I have an encoder, which outputs a tensor with shape
(bn, c * k, 32, 32). I now want produce k means with shape
(bn, k, 1, 2). So the means are 2-dim coordinates. To do so, I want to use k FC Layers, while for each mean k_i I only want to use c channels.
So my idea is, that I reshape the encoder output
out to a 5d tensor with shape
(bn, k, c, 32, 32). Then I can use the flattened
out[:, 0] …
out[:, k] as input for the k linear layers.
The trivial solution would be to define the linear layers manually:
self.fc0 = nn.Linear(c * 32 * 32, 2) ... self.fck = nn.Linear(c * 32 * 32, 2)
Then I could define the forward pass for each mean as follows:
mean_0 = self.fc0(out[:, 0].reshape(bn, -1)) ... mean_k = self.fck(out[:, k].reshape(bn, -1))
Is there a more efficient way to do that?
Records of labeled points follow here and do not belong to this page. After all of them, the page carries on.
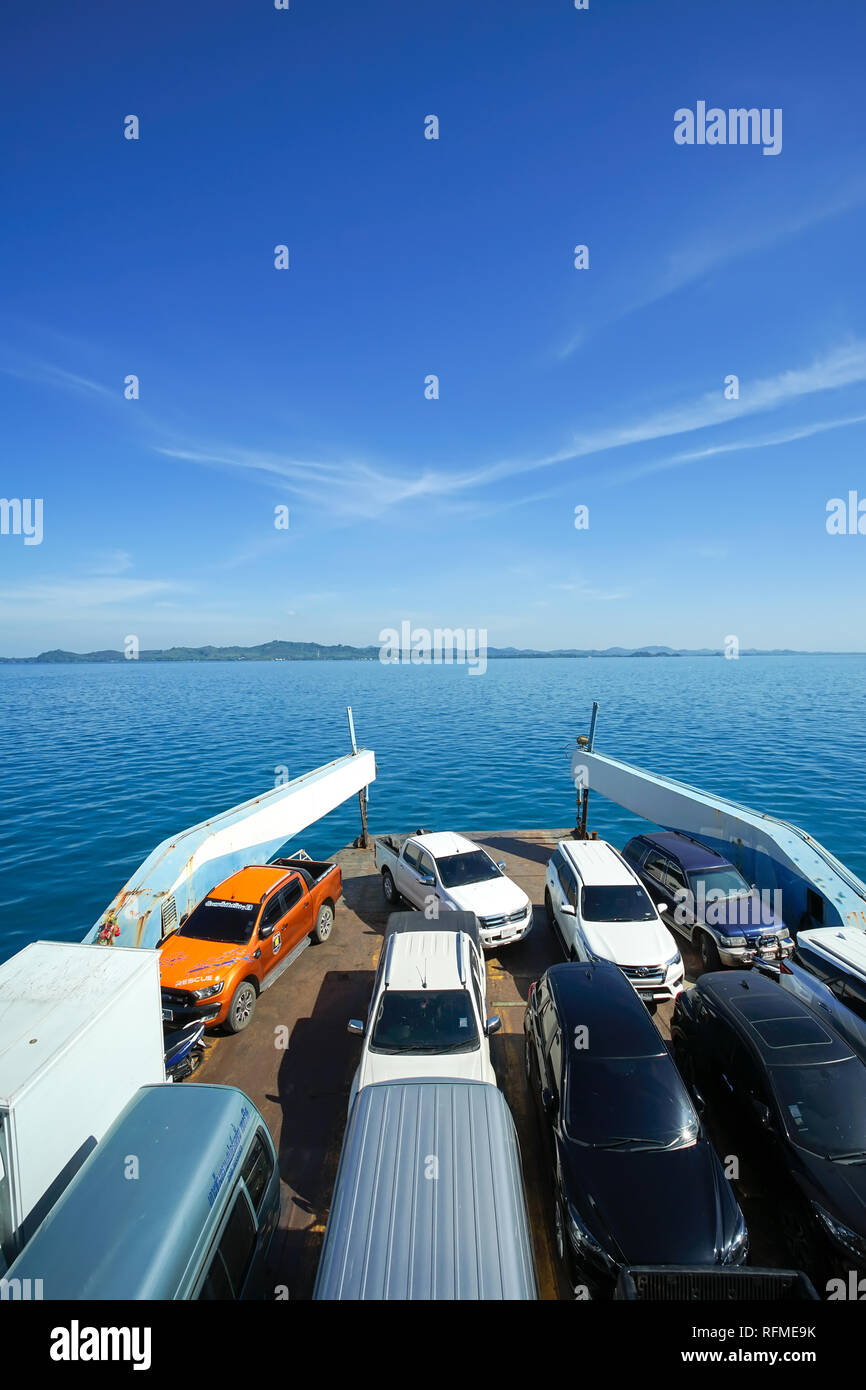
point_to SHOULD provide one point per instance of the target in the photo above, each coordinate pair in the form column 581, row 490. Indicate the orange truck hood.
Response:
column 188, row 963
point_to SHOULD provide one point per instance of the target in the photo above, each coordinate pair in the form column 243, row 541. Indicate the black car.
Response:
column 795, row 1091
column 635, row 1180
column 844, row 1011
column 708, row 900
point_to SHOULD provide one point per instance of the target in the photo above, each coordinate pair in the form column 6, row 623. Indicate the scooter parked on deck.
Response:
column 184, row 1051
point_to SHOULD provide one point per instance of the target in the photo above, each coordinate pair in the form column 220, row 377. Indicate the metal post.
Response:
column 591, row 726
column 364, row 837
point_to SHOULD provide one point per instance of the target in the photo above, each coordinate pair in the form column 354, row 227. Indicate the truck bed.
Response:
column 312, row 870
Edit: To give a little more information about the background: I want to find the keypoints/landmarks of the input image. The idea is, that I assign each keypoint k a number of feature maps c. That’s, why the output of the encoder has the shape
(bn, k, c, 32, 32) . Now I want those c feature maps to predict its keypoint, which is a 2-dim coordinate. Essentially, I want a separate fc layer for each keypoint.